We had driven barely 500 metres when an ambush was sprung on our convoy. Six to eight automatics opened fire on the vehicles. I was standing on the seat of the lead truck with my body out of the cupola. The firing was heavy but its staccato made it difficult to locate the weapons or the direction of fire due to echo in the heavily built up area. AK 47 and LMG fire was cackling all around. Reactively, fire was returned with all the weapons we had and bullets were flying all around. In the melee the tow rope broke. I could see the towed vehicle with the Subedar Major in the co-driver’s seat losing speed and coming to stand still and the distance between the two vehicles increasing. There was no question of leaving the Subedar Major and men behind, in the thick of an ambush. I ordered the driver to drive in reverse gear and get back to the disabled truck so that we could beef up the resistance.
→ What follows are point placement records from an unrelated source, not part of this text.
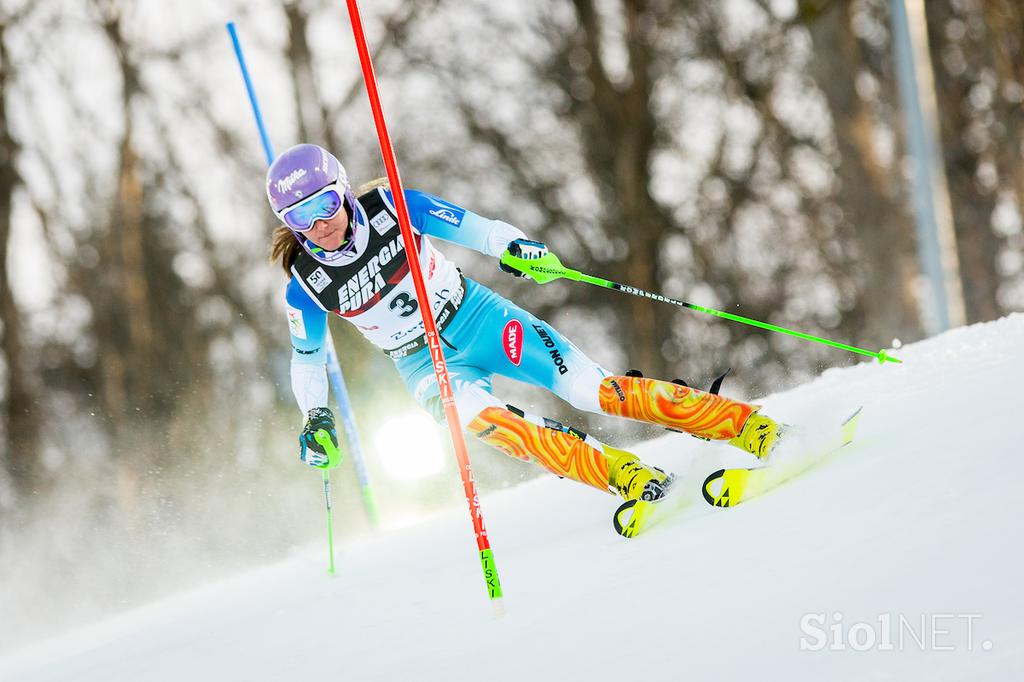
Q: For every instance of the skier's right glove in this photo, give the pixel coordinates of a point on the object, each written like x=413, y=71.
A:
x=318, y=440
x=527, y=249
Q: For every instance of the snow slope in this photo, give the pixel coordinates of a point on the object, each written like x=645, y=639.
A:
x=918, y=525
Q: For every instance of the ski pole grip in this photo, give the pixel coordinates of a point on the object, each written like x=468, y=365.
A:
x=542, y=270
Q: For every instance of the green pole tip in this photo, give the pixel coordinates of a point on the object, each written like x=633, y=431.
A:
x=886, y=357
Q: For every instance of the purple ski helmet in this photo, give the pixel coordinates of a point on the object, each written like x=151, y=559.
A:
x=302, y=171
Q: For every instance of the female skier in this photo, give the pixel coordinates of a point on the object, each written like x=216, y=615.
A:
x=344, y=254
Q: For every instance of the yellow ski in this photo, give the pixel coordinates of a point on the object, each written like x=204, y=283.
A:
x=728, y=487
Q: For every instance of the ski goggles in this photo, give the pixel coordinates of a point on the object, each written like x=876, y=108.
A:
x=323, y=205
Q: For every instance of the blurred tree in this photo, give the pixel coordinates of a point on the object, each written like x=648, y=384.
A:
x=854, y=69
x=683, y=147
x=978, y=51
x=19, y=417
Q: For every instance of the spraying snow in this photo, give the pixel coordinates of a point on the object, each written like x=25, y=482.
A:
x=898, y=559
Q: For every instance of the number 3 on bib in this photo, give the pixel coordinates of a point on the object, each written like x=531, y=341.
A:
x=404, y=304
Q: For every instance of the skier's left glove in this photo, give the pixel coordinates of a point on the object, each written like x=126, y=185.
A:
x=318, y=440
x=527, y=249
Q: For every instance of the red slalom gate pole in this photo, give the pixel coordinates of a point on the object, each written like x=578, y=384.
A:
x=429, y=328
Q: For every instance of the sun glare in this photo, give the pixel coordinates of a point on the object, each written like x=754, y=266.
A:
x=410, y=446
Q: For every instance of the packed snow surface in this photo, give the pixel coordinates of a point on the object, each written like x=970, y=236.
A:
x=898, y=559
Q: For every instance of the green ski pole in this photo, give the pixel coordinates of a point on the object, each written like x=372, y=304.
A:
x=550, y=268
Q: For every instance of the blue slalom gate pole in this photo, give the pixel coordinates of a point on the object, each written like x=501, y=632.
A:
x=333, y=367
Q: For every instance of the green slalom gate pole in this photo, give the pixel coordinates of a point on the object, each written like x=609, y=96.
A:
x=550, y=268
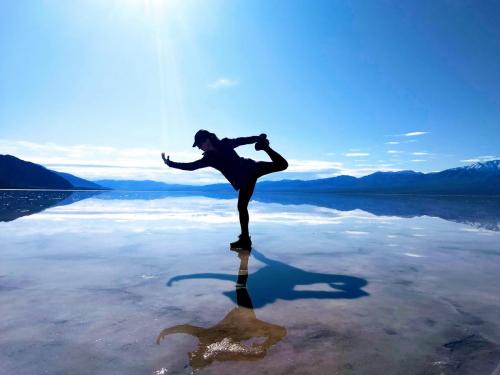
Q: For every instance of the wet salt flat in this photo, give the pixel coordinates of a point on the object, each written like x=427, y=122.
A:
x=144, y=283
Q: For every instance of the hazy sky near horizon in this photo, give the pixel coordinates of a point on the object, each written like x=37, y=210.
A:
x=99, y=88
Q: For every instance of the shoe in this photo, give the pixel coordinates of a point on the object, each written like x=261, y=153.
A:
x=261, y=144
x=243, y=243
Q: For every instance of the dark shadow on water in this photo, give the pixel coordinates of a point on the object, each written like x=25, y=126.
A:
x=15, y=204
x=239, y=336
x=278, y=280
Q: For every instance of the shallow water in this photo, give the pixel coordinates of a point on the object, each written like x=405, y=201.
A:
x=144, y=283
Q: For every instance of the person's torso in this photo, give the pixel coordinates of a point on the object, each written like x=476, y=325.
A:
x=235, y=168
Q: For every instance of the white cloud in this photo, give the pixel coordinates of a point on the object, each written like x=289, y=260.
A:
x=140, y=163
x=413, y=134
x=221, y=83
x=478, y=159
x=356, y=154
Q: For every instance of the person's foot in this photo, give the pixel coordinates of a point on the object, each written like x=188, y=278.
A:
x=262, y=144
x=243, y=243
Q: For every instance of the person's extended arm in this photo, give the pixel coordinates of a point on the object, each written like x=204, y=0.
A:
x=240, y=141
x=202, y=163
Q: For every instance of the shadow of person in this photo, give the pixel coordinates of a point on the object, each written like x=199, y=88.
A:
x=278, y=280
x=240, y=336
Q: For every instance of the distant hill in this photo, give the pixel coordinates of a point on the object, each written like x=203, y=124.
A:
x=20, y=174
x=80, y=183
x=476, y=179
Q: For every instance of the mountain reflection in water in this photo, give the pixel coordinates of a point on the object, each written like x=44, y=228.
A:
x=480, y=212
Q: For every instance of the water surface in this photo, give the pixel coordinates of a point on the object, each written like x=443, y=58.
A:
x=144, y=283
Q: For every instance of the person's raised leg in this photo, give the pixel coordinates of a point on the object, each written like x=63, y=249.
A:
x=278, y=163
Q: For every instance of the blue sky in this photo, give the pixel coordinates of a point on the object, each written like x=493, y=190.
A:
x=99, y=88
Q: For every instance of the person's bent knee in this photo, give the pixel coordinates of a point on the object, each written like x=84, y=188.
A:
x=283, y=165
x=242, y=207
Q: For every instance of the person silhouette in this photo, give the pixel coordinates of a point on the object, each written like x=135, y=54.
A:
x=240, y=336
x=241, y=172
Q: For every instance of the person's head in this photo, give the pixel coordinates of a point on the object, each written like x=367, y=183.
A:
x=205, y=140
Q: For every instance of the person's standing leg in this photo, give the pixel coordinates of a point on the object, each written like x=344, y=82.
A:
x=244, y=197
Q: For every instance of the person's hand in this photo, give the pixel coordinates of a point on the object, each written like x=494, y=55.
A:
x=167, y=160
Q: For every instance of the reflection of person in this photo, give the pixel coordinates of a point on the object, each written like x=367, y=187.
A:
x=278, y=280
x=242, y=173
x=240, y=336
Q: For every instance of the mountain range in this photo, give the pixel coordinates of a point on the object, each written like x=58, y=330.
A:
x=20, y=174
x=476, y=179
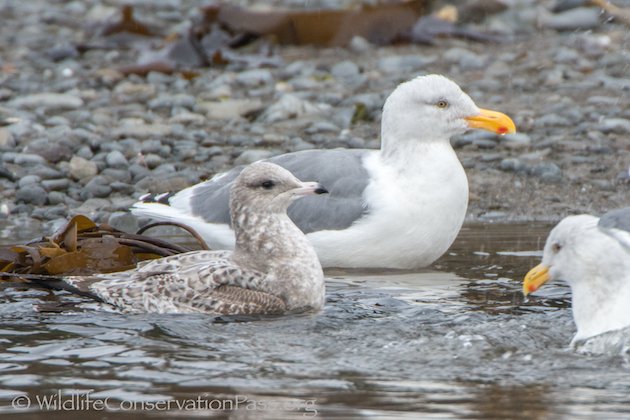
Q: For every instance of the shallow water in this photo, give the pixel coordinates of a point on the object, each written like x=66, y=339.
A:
x=452, y=341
The firefight was fierce and I could feel the bullets zipping past and ricocheting from the body of the truck as if caught in a hail storm. In our predicament, like a God-sent reprieve, Alokee (Captain Alok Raj) and his patrol materialized from the Point Pedro side. They too joined the firefight. The ambush seemed to be weakening and finally the firing petered out. Fortunately no one was hurt or injured in the ambuscade.
I detailed Captain Alok to take charge of the faulty vehicle and rushed to the Battalion Headquarters with the dead body. On reaching the Operations Room to give the completion report, I found the Commanding Officer (Colonel BS Pundir) and Surinder (Major Surinderpal) stooping with their hands on the heads, eyes closed, praying. They had heard that the ‘worthy Second-in-Command’ was caught in an ambush and was under heavy fire, as reported by KK. The Commanding Officer couldn’t believe that I was standing in front of him. His first utterance was – ‘You …. (expletives) … Ravi, you are alive!! Relief was writ large on his face. He later said that he was not worried about my fate but was horrified with the idea of how he was going to face Geetha (my wife)!!! Lucky escape indeed!!